Right I get that, but I guess for me the chance of a problem is worth the security ASL provides. I don't really often give props to much of anything, but ASL is awesome. :P

suPHP is fine from my experience it's not as fast as other handlers but it's the most scalable of them all when it comes to a shared box.

I mean for me anyway on large scale sites with millions of requests. and a load time of 0.3 to 0.5 seconds is not really anything to be too fussy about. (and that's including mysql queries) The actual difference is maybe 0.1 to 0.2 seconds. It's really not much. I'm a performance fanatic too, and I can't even tell the difference between that and other handlers with opcache. Maybe because these heavy sites load in under 1 second anyway and are very optimized.
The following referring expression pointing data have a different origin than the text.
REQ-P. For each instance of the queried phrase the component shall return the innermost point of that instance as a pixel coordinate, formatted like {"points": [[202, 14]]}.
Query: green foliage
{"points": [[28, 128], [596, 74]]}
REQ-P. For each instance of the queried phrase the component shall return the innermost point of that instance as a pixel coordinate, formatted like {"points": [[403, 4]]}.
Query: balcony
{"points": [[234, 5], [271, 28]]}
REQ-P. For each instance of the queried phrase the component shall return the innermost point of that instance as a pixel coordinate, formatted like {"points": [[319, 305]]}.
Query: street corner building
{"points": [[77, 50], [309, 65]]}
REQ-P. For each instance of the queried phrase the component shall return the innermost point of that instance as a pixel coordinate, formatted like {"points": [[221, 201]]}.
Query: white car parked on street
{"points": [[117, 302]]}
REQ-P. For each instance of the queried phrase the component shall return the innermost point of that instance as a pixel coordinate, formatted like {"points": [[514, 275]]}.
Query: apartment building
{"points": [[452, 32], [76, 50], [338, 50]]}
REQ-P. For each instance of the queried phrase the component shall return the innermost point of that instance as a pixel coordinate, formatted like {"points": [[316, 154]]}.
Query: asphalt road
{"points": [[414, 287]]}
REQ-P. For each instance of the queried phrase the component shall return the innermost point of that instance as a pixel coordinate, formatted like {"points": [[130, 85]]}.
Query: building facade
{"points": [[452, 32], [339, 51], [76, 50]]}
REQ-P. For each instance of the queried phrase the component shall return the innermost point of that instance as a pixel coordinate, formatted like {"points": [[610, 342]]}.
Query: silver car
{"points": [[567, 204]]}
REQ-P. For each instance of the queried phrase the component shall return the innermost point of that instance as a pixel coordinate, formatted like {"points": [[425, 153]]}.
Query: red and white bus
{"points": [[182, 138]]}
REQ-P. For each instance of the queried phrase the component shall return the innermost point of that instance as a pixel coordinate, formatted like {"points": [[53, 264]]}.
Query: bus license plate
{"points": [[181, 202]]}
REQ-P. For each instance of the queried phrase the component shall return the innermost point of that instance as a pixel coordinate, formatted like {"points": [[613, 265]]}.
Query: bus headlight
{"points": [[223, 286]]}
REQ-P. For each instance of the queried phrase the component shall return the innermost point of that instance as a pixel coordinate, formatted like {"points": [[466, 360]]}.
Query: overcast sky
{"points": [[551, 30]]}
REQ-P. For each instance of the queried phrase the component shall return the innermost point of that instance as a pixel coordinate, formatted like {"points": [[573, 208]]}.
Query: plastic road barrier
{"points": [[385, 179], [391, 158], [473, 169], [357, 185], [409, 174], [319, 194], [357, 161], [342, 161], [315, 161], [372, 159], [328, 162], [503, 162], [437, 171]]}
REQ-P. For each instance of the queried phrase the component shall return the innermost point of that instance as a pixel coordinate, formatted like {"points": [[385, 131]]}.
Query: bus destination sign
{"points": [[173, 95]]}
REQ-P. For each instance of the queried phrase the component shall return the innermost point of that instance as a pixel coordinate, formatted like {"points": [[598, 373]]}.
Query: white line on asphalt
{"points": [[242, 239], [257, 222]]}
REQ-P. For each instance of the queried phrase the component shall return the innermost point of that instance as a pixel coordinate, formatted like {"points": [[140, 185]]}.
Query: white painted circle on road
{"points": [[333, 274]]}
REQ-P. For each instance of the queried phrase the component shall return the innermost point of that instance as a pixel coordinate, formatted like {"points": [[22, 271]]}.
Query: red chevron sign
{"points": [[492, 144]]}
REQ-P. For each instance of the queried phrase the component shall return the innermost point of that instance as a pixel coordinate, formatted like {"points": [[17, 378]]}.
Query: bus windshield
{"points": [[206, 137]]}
I find much more benefit in optimizing the site itself ( http requests and parallelize urls) have a much bigger impact on site speed than the php handler.

I might switch to mod_ruid2 one day but that will be after it's been more fine tuned.

 

[LeadDogGraphics]

I tried ASL using the free trial for a few days but did not like it at all. I already had CSF and CSX so it did not add anything to what I already had, I was just testing it out as a possible replacement. The only benefit is that it automatically loads a custom kernel based on GRSecurity, but if you load your own, you are covered just as much with CSF and CSX.

I run mod_php + mod_ruid2 on my server so I need the extra security for privilege escalation prevention.

 

[markb14391]

I tried ASL using the free trial for a few days but did not like it at all. I already had CSF and CSX so it did not add anything to what I already had, I was just testing it out as a possible replacement. The only benefit is that it automatically loads a custom kernel based on GRSecurity, but if you load your own, you are covered just as much with CSF and CSX.

I run mod_php + mod_ruid2 on my server so I need the extra security for privilege escalation prevention.

If you don't mind sharing, what mod_security rules do you use?

 

[Infopro]

I already had CSF and CSX so it did not add anything to what I already had, I was just testing it out as a possible replacement.

Those are not mod_security of course, mod_security can bring a lot more security to your server along with, CSF and CSX.

 

[markb14391]

Those are not mod_security of course, mod_security can bring a lot more security to your server along with, CSF and CSX.

Of course. I probably didn't word my question well. I assumed that mod_security was being used in conjunction with CSF and CSX, so I was curious which mod_security rules might be used.

 

[LeadDogGraphics]

Sorry if my response was confusing. Yes of course I use mod_security also!

I use the paid ruleset from atomicorp.com aka gotroot rules. I don't like their new update that blocks fake crawlers because i found that it blocks the real ones, other than that they have been good so far.

 

[LeadDogGraphics]

To bring back a slightly older thread, but I want to ask the same question as the OP. I am still using the GRSecurity kernel along with mod_security, CSF and CSX, but now using mod_fcgi as my php handler. Is anyone using ASL on cPanel lately? Or anyone who has switched from using the ConfigServer utilities to ASL, care to share your experience?